Append to an existing conversation with speaker separation

Because conversations don’t always end on schedule and may resume later, our Async API enables you to append a new file to an existing conversation. You can read more about this capability in Process Audio > Append an audio file and Process Video > Append a video file.

To enable Speaker Separation with the append capability, the request structure is the same as shown previous links for creating a new Conversation. You need to pass enableSpeakerDiarization=true and diarizationSpeakerCount=<NUMBER_OF_UNIQUE_SPEAKERS> as query-parameters.

However, there is one caveat about how Automatic Speech Recognition works with Speaker Separation and appended files. Consider the following example.

Example scenario

You send a recorded conversation to the Async API with 2 speakers John and Alice with enableSpeakerDiarization=true. The diarization identifies them as Speaker 1 and Speaker 2 respectively. You then update the speakers with their email values as [email protected] and [email protected].

Then you append the call with another conversation including 2 speakers John and May using enableSpeakerDiarization=true. The diarization identifies them as Speaker 1 and Speaker 2 respectively. As previously mentioned, these numbers are arbitrary and have nothing to do with the order in which the speakers spoke in the conversation.

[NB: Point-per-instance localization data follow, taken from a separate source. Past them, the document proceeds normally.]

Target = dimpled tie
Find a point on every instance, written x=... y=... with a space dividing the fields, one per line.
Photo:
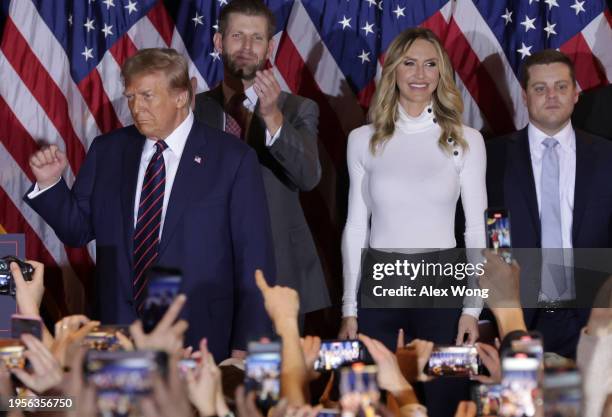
x=146 y=231
x=234 y=117
x=553 y=277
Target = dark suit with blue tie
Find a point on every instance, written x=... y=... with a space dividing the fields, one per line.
x=510 y=184
x=216 y=230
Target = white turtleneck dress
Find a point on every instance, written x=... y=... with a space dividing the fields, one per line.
x=405 y=196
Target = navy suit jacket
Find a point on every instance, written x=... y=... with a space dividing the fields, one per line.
x=216 y=230
x=510 y=184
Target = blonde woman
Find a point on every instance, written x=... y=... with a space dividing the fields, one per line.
x=408 y=168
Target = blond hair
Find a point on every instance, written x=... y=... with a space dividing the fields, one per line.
x=165 y=60
x=447 y=103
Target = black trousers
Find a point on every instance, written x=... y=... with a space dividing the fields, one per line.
x=441 y=395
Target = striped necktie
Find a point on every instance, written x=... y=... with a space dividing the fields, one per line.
x=147 y=229
x=235 y=119
x=553 y=274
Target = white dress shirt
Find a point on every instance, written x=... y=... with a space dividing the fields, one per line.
x=250 y=102
x=172 y=156
x=566 y=152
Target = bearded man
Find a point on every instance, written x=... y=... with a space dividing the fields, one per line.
x=282 y=128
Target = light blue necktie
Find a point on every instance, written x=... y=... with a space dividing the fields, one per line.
x=553 y=271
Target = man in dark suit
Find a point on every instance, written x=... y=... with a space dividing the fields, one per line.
x=282 y=128
x=171 y=192
x=555 y=182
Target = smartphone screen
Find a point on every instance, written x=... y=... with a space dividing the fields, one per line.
x=187 y=364
x=453 y=361
x=520 y=385
x=497 y=223
x=25 y=325
x=120 y=378
x=329 y=412
x=531 y=343
x=336 y=353
x=104 y=337
x=12 y=353
x=359 y=389
x=487 y=399
x=562 y=392
x=262 y=373
x=164 y=285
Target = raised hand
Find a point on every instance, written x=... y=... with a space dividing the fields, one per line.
x=348 y=328
x=47 y=165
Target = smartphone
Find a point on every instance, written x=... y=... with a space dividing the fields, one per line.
x=121 y=378
x=187 y=364
x=329 y=412
x=520 y=384
x=497 y=221
x=487 y=398
x=124 y=372
x=262 y=372
x=359 y=391
x=12 y=353
x=562 y=392
x=453 y=361
x=336 y=353
x=25 y=325
x=164 y=284
x=104 y=337
x=531 y=343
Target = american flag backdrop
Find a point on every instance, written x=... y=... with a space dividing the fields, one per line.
x=60 y=83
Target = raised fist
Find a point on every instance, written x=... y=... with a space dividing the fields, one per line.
x=48 y=164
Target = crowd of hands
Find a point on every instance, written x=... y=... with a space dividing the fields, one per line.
x=56 y=361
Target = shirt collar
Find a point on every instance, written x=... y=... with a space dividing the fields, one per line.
x=177 y=139
x=251 y=100
x=565 y=137
x=251 y=96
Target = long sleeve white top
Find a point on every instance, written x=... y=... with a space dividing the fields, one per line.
x=405 y=196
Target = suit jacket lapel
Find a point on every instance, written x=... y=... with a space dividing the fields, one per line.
x=187 y=175
x=131 y=164
x=523 y=173
x=585 y=156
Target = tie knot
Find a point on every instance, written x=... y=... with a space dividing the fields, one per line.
x=550 y=142
x=160 y=146
x=235 y=102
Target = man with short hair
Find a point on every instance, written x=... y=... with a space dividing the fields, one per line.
x=555 y=182
x=170 y=192
x=282 y=128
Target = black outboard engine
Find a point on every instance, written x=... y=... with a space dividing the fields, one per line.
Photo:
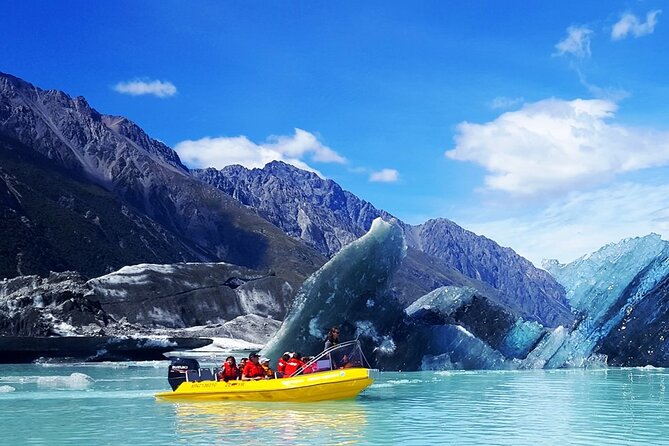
x=176 y=373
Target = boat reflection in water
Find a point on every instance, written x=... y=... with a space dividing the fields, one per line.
x=314 y=423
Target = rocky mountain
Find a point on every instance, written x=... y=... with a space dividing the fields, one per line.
x=86 y=191
x=441 y=253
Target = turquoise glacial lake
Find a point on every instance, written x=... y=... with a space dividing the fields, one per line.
x=113 y=403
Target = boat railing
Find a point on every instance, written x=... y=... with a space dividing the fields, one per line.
x=344 y=355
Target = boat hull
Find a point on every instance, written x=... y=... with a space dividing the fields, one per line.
x=331 y=385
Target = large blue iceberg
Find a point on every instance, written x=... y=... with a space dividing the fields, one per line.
x=349 y=291
x=618 y=297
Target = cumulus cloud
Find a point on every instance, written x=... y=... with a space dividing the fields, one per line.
x=629 y=24
x=224 y=151
x=576 y=43
x=384 y=176
x=140 y=87
x=582 y=222
x=556 y=146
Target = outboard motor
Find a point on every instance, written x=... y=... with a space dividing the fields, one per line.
x=176 y=373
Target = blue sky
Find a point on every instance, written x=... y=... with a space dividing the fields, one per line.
x=542 y=126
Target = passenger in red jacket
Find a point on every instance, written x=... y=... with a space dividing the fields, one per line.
x=253 y=371
x=229 y=371
x=293 y=365
x=281 y=364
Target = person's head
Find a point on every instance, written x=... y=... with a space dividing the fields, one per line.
x=334 y=333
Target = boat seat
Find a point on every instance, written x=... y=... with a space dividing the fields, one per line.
x=323 y=364
x=206 y=375
x=192 y=376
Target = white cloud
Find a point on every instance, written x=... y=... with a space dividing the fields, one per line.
x=629 y=24
x=502 y=102
x=553 y=146
x=224 y=151
x=384 y=176
x=577 y=42
x=139 y=87
x=582 y=223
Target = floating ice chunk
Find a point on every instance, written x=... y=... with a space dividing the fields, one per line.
x=521 y=339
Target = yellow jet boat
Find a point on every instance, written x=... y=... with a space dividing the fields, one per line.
x=337 y=373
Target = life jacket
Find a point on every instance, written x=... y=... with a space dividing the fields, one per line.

After this job is complete, you have 4 members in this conversation:

  1. John

  2. Alice

  3. Speaker 1 (Which is John again)

  4. Speaker 2 (Which is May)

Since John and Speaker 1 refer to the same speaker but are labeled as different speakers, their member references would be different for all messages and insights that they are a part of.

Merging speakers

This is where the email identifier comes in. You can use the Update members operation to identify and merge a member with the same email parameter. This replaces any duplicate references with a single reference across the entire conversation, applying to all the references in the members, messages and insights.

If you use the Update members operation with the following request where 74001a1d-4e9e-456a-84ed-81bbd363333a is the id of Speaker 1 from the previous scenario, this eliminates the extra member and updates all the references with member represented by 2f69f1c8-bf0a-48ef-b47f-95ae5a4de325 which we know as John Doe.

$ curl --location --request PUT "https://api.symbl.ai/v1/conversations/$CONVERSATION_ID/members/74001a1d-4e9e-456a-84ed-81bbd363333a"
       --header 'Content-Type: application/json'
       --header "Authorization: Bearer $AUTH_TOKEN"
       --data-raw '{
            "id": "74001a1d-4e9e-456a-84ed-81bbd363333a",
            "email": "[email protected]",
            "name": "John Doe"
        }'
const authToken = AUTH_TOKEN;
const conversationId = 'your_conversation_id'  // Generated using Submit text end point
const memberId = '74001a1d-4e9e-456a-84ed-81bbd363333a'  // MemberId of members fetched using fetchMember API
const url = `https://api.symbl.ai/v1/conversations/${conversationId}/members/${memberId}`;

payload = {
    'id': "74001a1d-4e9e-456a-84ed-81bbd363333a",  // Should be a valid UUID e.g. f170371e-d9db-4d55-9d49-a111a89cf078
    'email': "[email protected]",  // Should be a valid emailId e.g. [email protected]
    'name': "John Doe"  // Should be a valid string e.g. John
}

const responses = {
  400: 'Bad Request! Please refer docs for correct input fields.',
  401: 'Unauthorized. Please generate a new access token.',
  404: 'The conversation and/or it\'s metadata you asked could not be found, please check the input provided',
  429: 'Maximum number of concurrent jobs reached. Please wait for some requests to complete.',
  500: 'Something went wrong! Please contact [email protected]'
}

const fetchData = {
  method: "PUT",
  headers: {
    'Authorization': `Bearer ${authToken}`,
    'Content-Type': 'application/json',
  },
  body: JSON.stringify(payload),
}

fetch(url, fetchData).then(response => {
  if (response.ok) {
    return response.json();
  } else {
    throw new Error(responses[response.status]);
  }
}).then(response => {
  console.log('response', response);
}).catch(error => {
  console.error(error);
});
import json
import requests

baseUrl = "https://api.symbl.ai/v1/conversations/{conversationId}/members/{memberId}"
conversationId = 'your_conversation_id'  # Generated using Submit text end point
memberId = '74001a1d-4e9e-456a-84ed-81bbd363333a'  # MemberId of members fetched using fetchMember API

url = baseUrl.format(conversationId=conversationId, memberId=memberId)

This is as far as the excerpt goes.